- Country: Sri Lanka
- Allegiance: Sri Lanka
- Type: Shock Troops
- Role: Unconventional warfare Jungle warfare Patrolling Reconnaissance
- Part of: Sri Lanka Army

= Special Infantry Operation Team =

Sri Lanka Military Units

Special Infantry Operation Teams or SIO Teams are special operations capable reconnaissance teams present in every infantry battalion of the Sri Lanka Army. They act as shock troops and spearhead assaults ahead of the battalion.

==History==
Following its setbacks in the Eelam War III, during the ceasefire agreement from 2002 to 2006, the Sri Lanka Army adopted a change in its doctrine of deploying infantry in battalion formations when engaging the LTTE in future battles with introduction of the concept of Special Infantry Operation Teams (SIOT). Selected candidates who had undergone a 44-day advanced platoon training course, continued with the SIOT course for additional weeks covering three months gaining skills in combined arms, joint warfare, and real-life exercises inclusive of close air support. These SIOTs were then spread out through the infantry battalions, with each company having six SIOTs, who would pass on their skills as instructors, leading to a mark improvement of infantry skills in all formations, with to some infantry companies consisting of SIO qualified personal. Battalion commanders were thus able to dominate a broad front with a depth of over 4-5 kilometers.

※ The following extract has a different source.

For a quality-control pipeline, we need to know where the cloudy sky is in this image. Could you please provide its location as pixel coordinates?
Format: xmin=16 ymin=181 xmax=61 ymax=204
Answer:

With the onset of the Eelam War IV, the army found itself in a high state of moral and an infantry adapted to jungle warfare, willing to fight at night which had been limited to its special forces till then.

== Training ==
Each Special Infantry Operation (SIO) Course consists of sections made up of an officer, sergeant and seven privates selected by their parent infantry battalion to be trained as a team. The SIO course has multiple legs with specialist training carried out at several training establishments:

- Sri Lanka Signal Corps Training School - field communications
- Sri Lanka School of Military Engineering - assault pioneer
- School of Artillery - target acquisition
- Marksman Sniper Training School - marksmanship
- Sri Lanka Army Medical Corps - first aid
- Sri Lanka Air Force - forward air control

Thereafter, the tactics leg of the course which takes 40 days is conducted at the Army Training School in Maduru Oya.

On completion of the course participants are awarded the Qualification Badge for Special Infantry Operation Training. SIO teams wear SIO tab on combat uniforms.